Date 2011-03-27 20:49

I don't know if it helps but in Launchpad there is a quite good community tool to do translations via a web interface. I don't know how exactly it works but this could be a possibility to provide localizations to many other countries too.

Edit:
Explanation on translations with launchpad.

By Günther [de]

Date 2011-03-27 21:42

Launchpad is indeed an example of the advantages using gettext has. I'm not that fond of launchpad itself, but there are lots and lots of other tools that support gettext.

By bahamada [de]

Date 2011-03-28 14:20

when you scroll down a bit they write:

>With Launchpad, all you'd need to do is publish a "translation template"
>-- in the form of a GNU Gettext .pot file -- via a web form when it best
>suits you (for example, when your next version is feature complete).

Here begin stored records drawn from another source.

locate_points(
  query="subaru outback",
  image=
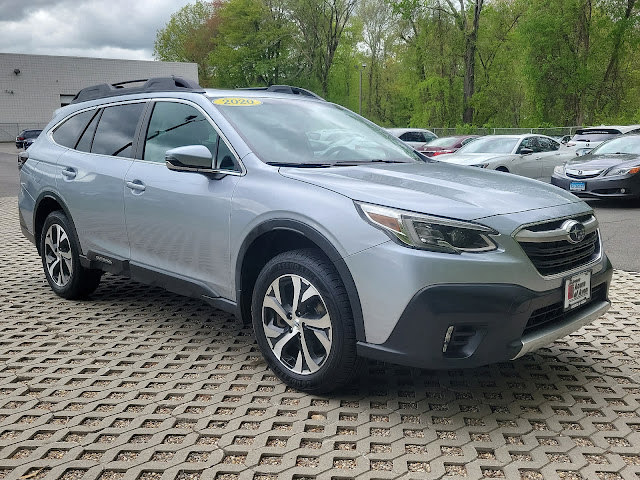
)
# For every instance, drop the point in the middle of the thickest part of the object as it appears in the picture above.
(336, 240)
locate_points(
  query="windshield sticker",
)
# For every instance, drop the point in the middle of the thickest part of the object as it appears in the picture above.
(237, 102)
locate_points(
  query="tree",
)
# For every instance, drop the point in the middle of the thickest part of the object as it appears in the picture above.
(469, 30)
(320, 25)
(253, 45)
(188, 37)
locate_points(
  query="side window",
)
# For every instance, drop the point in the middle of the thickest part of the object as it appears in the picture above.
(176, 125)
(67, 134)
(84, 144)
(547, 145)
(412, 137)
(527, 143)
(116, 129)
(225, 159)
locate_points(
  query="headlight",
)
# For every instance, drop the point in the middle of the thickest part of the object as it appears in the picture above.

Once
>published in Launchpad Translations, it would be made available to the
>community of translators who would be then able to translate it. When
>you're ready to release your next version, you would request an 'export' of
>all the available translations, which you would get in a tar.gz archive.

So would the use of gettext make sense for us?

By Caesar

Date 2011-03-27 21:09

We could also just include the translation files into the game code.

By AlteredARMOR [ua]

Date 2011-03-28 07:47

By the way, that leads us to an important question.

As OpenClonk being developed further on and our community grows larger and larger we would at one point come to the necessity of translating OpenClonk to other (rather than English and German) languages. And when that happens we would not be satisfied with the current "translation mechanism" (which is currently not much better than no mechanism at all).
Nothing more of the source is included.